2 - Un artiste drôle: Ursus Wehrli, un artiste qui “range le monde”. Il fait tout à la main, avec des ciseaux sur un bureau pas très bien rangé. Ce que j’aime le plus dans cette photo c’est qu’il a également rangé le symbole du yin et du yang en séparant les deux parties du disque et les deux petits cercles noirs et blancs. Et les zèbres sont devenus des petits chevaux (pourquoi ? on ne sait pas).
3 - Un film d’animation: Le sommet des Dieux. Initialement un roman bien épais de Baku Yumemakura, puis un roman graphique de Jirô Taniguchi au début des années 2000, et enfin un film d’animation de Patrick Imbert. Un film sous forme d’enquête entre le Japon et l’Everest en passant par les Grandes Jorasses dans les Alpes, à la recherche du mystère laissé par l’alpiniste George Mallory (a-t-il, oui ou non, été au sommet de l’Everest ?). Pour ceux qui aiment les vieux appareils photo Kodak, pour ceux qui regardent des films de montagne, pour ceux qui aiment voir les petites touches jaunes des tentes d’alpinistes sur un fond bleu de glacier, pour ceux qui n’ont pas peur du vide. Dans le podcast Sale temps pour un film, ils comparent les paysages du film aux tableaux du peintre Nicholas Roerich. Ils soulignent aussi qu’il était quasiment impossible de faire un film d’animation avec le détail du trait de Taniguchi, pourtant on reconnaît bien ses personnages sans son trait détaillé (= prouesse).

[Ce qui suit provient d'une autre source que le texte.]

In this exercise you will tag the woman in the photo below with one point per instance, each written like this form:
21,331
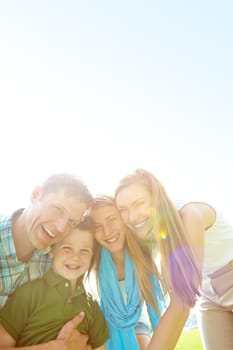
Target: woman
127,280
190,237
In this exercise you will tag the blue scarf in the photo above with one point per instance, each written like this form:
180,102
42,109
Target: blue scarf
121,316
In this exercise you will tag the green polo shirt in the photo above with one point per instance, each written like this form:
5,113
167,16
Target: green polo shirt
37,310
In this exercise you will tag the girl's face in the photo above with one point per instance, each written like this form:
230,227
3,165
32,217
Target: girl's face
135,206
109,228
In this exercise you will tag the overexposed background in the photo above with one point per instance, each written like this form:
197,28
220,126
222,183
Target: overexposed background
99,88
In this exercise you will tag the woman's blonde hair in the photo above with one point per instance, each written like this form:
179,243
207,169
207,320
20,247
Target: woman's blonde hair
140,255
180,272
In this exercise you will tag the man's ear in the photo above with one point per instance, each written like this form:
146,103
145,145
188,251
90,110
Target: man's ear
36,193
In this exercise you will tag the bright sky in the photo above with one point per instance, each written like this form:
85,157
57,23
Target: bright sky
99,88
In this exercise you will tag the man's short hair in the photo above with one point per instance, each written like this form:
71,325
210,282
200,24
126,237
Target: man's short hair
70,184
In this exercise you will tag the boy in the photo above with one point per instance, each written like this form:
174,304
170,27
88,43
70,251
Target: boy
38,309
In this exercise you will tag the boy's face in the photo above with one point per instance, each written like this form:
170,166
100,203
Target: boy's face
72,256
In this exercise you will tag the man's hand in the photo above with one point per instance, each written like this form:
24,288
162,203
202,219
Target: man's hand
74,340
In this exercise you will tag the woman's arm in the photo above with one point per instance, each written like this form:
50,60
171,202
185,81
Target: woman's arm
171,324
196,218
102,347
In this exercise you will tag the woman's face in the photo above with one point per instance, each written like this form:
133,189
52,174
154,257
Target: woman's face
109,228
135,206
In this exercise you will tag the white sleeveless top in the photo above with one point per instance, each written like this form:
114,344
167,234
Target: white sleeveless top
218,242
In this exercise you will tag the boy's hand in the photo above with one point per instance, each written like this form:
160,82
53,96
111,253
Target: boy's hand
74,340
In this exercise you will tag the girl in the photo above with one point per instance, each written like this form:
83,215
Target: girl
127,280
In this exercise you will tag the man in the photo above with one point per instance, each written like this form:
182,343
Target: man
56,207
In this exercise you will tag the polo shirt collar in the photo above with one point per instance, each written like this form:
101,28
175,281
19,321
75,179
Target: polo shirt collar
59,282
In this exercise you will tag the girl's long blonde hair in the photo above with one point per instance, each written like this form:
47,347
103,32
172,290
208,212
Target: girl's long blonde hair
180,271
140,255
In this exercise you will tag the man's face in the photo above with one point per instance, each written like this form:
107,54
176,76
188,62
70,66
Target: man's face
51,217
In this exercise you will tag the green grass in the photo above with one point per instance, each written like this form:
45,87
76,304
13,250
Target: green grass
189,340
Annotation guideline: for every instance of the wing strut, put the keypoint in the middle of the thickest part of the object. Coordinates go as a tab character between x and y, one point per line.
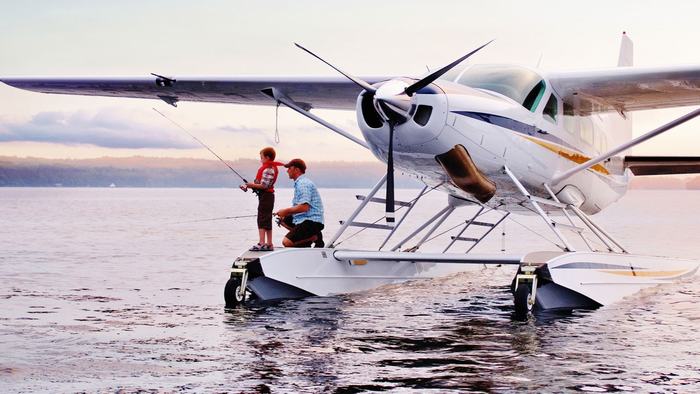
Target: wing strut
625	146
280	97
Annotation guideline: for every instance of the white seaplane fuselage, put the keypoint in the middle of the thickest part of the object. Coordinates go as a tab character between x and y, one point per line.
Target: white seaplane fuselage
536	143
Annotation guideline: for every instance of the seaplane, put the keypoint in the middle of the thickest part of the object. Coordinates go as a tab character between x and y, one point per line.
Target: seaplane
496	139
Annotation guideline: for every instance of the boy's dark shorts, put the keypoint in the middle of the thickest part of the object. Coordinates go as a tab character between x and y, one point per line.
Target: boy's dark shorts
266	203
303	230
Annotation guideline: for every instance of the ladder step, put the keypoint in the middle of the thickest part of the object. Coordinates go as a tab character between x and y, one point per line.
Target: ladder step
465	239
383	201
568	226
547	202
369	225
484	224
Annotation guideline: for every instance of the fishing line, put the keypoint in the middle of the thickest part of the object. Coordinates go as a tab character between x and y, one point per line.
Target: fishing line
213	219
277	118
203	144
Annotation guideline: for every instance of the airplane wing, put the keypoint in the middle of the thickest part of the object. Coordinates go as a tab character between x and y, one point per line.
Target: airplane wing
309	92
625	89
662	165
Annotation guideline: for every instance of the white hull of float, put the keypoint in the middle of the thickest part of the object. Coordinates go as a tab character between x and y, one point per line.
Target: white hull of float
326	272
604	277
563	280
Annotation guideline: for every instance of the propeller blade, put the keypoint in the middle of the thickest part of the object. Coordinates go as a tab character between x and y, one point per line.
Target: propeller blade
390	212
427	80
358	81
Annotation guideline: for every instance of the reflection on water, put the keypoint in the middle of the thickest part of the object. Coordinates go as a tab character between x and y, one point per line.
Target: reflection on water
96	294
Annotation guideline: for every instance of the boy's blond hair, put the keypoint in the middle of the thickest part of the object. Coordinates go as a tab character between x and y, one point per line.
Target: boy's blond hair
268	152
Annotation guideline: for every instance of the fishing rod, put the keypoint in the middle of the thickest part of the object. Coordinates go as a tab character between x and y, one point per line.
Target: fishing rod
204	145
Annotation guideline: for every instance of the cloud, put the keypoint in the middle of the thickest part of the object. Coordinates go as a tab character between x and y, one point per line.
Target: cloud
241	129
106	128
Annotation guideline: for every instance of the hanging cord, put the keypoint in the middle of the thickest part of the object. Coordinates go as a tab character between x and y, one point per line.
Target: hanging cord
535	232
503	236
277	117
384	217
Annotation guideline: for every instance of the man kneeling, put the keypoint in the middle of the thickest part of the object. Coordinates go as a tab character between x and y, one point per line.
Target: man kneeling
304	219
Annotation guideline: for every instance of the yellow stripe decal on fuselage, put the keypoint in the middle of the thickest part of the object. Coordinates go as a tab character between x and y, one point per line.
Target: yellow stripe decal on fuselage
567	154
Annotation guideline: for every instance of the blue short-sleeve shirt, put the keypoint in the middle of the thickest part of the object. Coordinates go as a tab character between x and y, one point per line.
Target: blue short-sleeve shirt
305	192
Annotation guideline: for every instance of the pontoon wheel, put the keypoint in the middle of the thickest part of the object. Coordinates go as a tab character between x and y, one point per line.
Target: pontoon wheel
232	292
521	299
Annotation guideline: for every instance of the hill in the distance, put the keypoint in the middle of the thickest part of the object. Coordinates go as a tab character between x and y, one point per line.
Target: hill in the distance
172	172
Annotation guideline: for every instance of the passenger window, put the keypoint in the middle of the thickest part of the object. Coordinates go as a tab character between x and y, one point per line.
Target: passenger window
551	108
587	131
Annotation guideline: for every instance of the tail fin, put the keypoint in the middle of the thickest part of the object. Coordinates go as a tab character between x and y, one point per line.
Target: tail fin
621	124
626	57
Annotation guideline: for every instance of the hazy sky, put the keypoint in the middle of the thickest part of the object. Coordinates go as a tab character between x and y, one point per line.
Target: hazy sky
129	37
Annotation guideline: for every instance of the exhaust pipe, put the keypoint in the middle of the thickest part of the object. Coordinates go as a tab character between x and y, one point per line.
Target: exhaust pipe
460	167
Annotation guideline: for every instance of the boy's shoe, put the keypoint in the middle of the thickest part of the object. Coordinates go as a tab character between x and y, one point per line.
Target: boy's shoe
319	241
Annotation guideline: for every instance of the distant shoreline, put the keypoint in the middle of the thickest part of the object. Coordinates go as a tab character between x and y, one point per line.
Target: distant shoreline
150	172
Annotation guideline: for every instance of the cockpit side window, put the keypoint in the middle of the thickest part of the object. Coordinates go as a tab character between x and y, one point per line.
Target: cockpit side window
551	108
533	98
522	85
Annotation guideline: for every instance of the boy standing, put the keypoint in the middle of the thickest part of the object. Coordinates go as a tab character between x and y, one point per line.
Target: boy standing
264	184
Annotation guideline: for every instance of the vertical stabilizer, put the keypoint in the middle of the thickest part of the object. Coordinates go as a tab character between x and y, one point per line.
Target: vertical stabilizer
626	57
620	124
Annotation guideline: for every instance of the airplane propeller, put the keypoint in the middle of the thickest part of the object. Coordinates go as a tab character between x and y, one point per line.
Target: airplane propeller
393	102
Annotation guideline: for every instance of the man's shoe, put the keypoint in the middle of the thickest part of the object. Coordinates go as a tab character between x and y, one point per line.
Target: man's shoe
319	241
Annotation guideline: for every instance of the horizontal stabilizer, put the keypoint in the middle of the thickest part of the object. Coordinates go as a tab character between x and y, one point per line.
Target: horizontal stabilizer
663	165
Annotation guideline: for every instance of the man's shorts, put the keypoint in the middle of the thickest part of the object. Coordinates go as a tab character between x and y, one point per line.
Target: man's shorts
303	230
266	203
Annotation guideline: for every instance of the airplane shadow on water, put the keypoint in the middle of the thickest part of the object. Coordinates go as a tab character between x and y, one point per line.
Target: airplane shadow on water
385	340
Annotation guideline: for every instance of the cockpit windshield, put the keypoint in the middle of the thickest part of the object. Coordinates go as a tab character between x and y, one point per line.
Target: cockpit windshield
520	84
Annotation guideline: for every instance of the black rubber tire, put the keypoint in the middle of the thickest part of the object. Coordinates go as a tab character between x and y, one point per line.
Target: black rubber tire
231	292
520	297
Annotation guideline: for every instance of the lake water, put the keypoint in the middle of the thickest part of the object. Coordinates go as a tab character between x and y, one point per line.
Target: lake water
103	290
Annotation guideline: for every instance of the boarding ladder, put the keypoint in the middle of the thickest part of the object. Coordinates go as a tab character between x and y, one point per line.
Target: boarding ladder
370	198
473	223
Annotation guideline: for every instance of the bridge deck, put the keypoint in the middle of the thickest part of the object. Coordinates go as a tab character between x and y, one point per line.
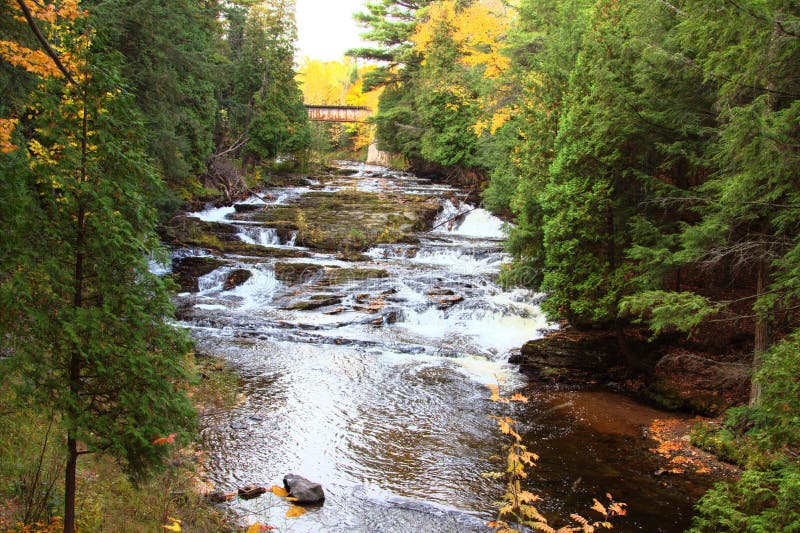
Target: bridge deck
332	113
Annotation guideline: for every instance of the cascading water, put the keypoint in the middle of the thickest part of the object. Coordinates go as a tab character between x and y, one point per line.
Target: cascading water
260	236
377	387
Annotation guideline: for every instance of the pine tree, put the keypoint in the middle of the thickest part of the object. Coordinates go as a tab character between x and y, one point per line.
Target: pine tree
84	321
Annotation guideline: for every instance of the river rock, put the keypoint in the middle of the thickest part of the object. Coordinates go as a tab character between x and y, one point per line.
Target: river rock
248	492
568	350
315	302
236	278
684	380
306	492
248	208
295	273
446	302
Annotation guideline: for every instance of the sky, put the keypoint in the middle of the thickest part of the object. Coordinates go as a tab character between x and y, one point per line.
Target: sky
326	28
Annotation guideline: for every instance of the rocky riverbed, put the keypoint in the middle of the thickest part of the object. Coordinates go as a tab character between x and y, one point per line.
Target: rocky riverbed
362	311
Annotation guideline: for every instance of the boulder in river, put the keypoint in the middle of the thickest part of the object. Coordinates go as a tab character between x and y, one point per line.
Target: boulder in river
306	492
568	350
248	492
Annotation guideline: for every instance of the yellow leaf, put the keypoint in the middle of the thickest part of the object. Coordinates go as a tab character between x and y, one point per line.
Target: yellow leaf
279	491
295	511
519	398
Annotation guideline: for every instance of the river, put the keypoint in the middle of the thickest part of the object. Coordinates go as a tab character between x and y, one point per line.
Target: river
380	394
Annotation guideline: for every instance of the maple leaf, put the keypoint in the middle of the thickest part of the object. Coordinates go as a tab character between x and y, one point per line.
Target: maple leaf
166	440
258	527
175	525
295	511
278	491
597	506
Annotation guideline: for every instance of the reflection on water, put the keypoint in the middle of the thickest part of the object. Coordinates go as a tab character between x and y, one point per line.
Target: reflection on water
390	411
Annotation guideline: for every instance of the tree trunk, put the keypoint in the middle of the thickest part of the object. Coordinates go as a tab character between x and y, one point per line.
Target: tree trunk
762	335
70	485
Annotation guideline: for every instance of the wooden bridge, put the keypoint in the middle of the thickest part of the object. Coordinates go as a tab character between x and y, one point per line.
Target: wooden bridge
338	113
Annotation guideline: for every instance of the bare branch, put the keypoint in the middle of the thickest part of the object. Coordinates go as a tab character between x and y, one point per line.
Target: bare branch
45	44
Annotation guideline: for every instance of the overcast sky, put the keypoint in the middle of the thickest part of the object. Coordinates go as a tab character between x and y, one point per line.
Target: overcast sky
326	28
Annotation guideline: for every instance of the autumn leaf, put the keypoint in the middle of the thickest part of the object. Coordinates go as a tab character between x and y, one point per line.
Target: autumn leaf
597	506
166	440
7	126
519	398
175	525
258	527
295	511
278	491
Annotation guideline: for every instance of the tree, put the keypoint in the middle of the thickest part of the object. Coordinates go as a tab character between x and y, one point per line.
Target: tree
263	105
85	322
171	64
746	211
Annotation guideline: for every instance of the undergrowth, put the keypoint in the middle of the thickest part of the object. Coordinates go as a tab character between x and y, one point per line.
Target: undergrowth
31	474
765	440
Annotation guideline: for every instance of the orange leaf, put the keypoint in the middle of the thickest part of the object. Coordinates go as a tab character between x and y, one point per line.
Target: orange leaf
519	398
166	440
295	511
279	491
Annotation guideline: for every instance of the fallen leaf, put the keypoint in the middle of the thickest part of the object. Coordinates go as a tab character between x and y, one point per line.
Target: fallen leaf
295	511
519	398
166	440
279	491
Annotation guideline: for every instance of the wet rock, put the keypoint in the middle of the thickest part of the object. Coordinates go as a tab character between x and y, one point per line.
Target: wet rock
248	492
248	208
689	381
315	302
236	278
217	496
306	492
353	257
223	239
295	273
570	351
187	269
440	292
352	221
340	276
447	302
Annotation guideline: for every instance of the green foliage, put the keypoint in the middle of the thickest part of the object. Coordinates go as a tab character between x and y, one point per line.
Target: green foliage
667	311
761	501
261	101
171	64
764	438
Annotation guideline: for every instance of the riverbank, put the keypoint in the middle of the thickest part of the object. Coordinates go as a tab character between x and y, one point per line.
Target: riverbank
31	474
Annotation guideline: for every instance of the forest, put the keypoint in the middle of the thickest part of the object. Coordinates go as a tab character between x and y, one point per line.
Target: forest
646	154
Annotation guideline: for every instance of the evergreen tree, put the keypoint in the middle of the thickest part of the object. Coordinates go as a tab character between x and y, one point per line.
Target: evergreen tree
171	65
263	104
85	323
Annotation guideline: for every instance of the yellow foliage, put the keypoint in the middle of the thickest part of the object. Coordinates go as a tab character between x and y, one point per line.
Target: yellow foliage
479	30
174	525
7	126
57	16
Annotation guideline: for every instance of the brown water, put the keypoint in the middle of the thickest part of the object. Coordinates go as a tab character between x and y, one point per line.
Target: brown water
394	419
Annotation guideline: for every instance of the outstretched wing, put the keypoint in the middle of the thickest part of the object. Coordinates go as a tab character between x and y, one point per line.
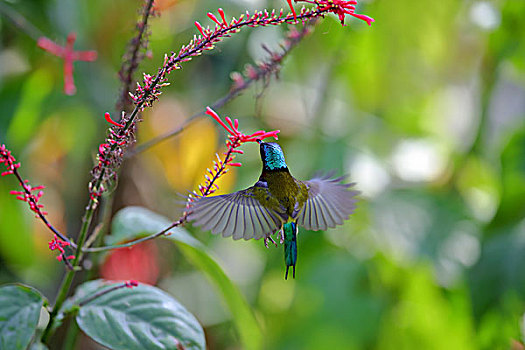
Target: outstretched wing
250	213
329	203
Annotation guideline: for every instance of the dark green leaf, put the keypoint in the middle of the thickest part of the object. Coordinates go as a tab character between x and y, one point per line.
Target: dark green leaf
134	222
19	313
143	317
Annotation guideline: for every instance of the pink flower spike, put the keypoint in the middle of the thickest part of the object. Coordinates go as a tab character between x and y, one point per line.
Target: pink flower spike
365	18
199	27
213	18
221	13
215	116
230	124
293	10
111	121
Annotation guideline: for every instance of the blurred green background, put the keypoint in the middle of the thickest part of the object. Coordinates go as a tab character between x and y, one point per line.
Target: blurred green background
424	110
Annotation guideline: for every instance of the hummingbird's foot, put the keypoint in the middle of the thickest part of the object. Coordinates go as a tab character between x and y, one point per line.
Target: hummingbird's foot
270	239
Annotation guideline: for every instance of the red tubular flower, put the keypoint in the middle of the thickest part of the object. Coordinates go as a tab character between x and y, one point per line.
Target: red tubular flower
69	56
291	7
342	8
235	139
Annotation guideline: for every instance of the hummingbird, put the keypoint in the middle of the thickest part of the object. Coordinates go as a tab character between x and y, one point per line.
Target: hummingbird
276	203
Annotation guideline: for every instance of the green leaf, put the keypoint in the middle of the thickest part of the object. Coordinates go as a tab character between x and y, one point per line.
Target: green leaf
134	222
19	313
143	317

4 - “Les montagnes que dessine Taniguchi Jirô sont à couper le souffle“, Yumemakura en 2000. Dans la foulée, je me suis emparée de l’adaptation en manga de Taniguchi (tome I). Ça m’a replongée dans une vieille passion pour l’alpinisme qui m’avait amenée à regarder Les ascensions de Werner Herzog : Gasherbrum, La Montagne lumineuse (globalement, un documentaire où tout le monde perd ses doigts de pieds dans la montagne.). Bref, c’est un manga époustouflant (tirant un -très- occasionnel sourire)
5 - “Dans la vie, parfois, arrive un moment où on a absolument besoin de foutre le camp de la ville. Même si l’on a passé toute sa vie adulte en ville […]. Même si la ville est une ville super […]. Même si tous vos amis y vivent […]. La ville était un lieu paisible, harmonieux, prospère. Une perpétuelle harmonie où l’on créait, fabriquait, grandissait, essayait, riait, courait. Froeur Dex ne la supportait plus.” dans Un psaume pour les recyclés sauvages de Becky Chambers. Un roman d’initiation sur un moine qui rencontre un robot alors qu’il est en train de “foutre le camp” de la ville dans un monde de science-fiction positive. Un roman qui vous prend au cœur, un peu comme si “la forêt vous tenait dans ses mains jointes”. Un roman qui donne envie de tout dessiner de ce futur merveilleux.